Strategies for "checking out" records for processing
I am not a huge fan of either the extra "lock" table or the idea of locking the whole table to grab the next record. I get why it is being done, but that also hurts concurrency for operations that are updating to release a locked record (surely two processes can't be fighting over that when it is not possible for two processes to have locked the same record at the same time).
My preference would be to add a ProcessStatusID (typically TINYINT) column to the table with the data being processed. And is there a field for LastModifiedDate? If not, then it should be added.
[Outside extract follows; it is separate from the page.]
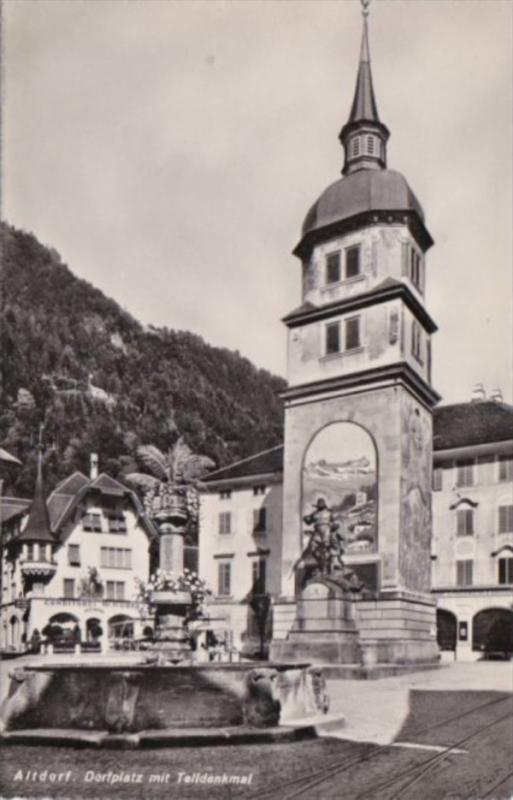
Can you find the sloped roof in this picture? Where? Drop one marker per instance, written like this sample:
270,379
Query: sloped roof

If yes, then do these records get updated outside of this processing? If records can be updated outside of this particular process, then another field should be added to track StatusModifiedDate (or something like that). For the rest of this answer I will just use "StatusModifiedDate" as it is clear in its meaning (and in fact, could be used as the field name even if there is currently no "LastModifiedDate" field).
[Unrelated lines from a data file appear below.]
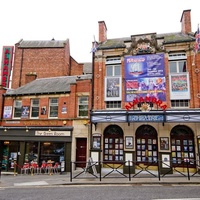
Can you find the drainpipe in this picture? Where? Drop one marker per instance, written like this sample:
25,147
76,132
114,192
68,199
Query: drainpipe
20,75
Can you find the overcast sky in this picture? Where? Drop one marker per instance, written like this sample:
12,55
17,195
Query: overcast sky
77,20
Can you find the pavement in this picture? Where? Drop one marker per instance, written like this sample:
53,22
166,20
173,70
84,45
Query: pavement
25,180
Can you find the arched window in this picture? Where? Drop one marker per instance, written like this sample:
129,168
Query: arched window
146,144
113,144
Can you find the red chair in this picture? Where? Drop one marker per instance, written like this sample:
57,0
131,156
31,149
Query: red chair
55,168
34,168
25,168
43,168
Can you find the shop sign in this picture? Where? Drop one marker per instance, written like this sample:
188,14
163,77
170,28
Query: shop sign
52,133
6,67
146,118
146,99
The values for ProcessStatusID (which should be placed into a new lookup table called "ProcessStatus" and Foreign Keyed to this table) could be:
- Completed (or even "Pending" in this case as both mean "ready to be processed")
- In Process (or "Processing")
- Error (or "WTF?")
At this point it seems safe to assume that from the application, it just wants to grab the next record to process and won't be passing anything in to help make that decision. So we want to grab the oldest (at least in terms of StatusModifiedDate) record that is set to "Completed" / "Pending". Something along the lines of:
SELECT TOP 1 pt.RecordID
FROM ProcessTable pt
WHERE pt.StatusID = 1
ORDER BY pt.StatusModifiedDate ASC;
We also want to update that record to "In Process" at the same time to prevent the other process from grabbing it. We could use the OUTPUT
clause to let us do the UPDATE and SELECT in the same transaction:
UPDATE TOP (1) pt
SET pt.StatusID = 2,
pt.StatusModifiedDate = GETDATE() -- or GETUTCDATE()
OUTPUT INSERTED.RecordID
FROM ProcessTable pt
WHERE pt.StatusID = 1;
The main problem here is that while we can do a TOP (1)
in an UPDATE
operation, there is no way to do an ORDER BY
. But, we can wrap it in a CTE to combine those two concepts:
;WITH cte AS
(
SELECT TOP 1 pt.RecordID
FROM ProcessTable pt (READPAST, ROWLOCK, UPDLOCK)
WHERE pt.StatusID = 1
ORDER BY pt.StatusModifiedDate ASC;
)
UPDATE cte
SET cte.StatusID = 2,
cte.StatusModifiedDate = GETDATE() -- or GETUTCDATE()
OUTPUT INSERTED.RecordID;
The obvious question is whether or not two processes doing the SELECT at the same time can grab the same record. I am pretty sure that the UPDATE with OUTPUT clause, especially combined with the READPAST and UPDLOCK hints (see below for more details), will be fine. However, I have not tested this exact scenario. If for some reason the above query does not take care of the race condition, then adding the following will: application locks.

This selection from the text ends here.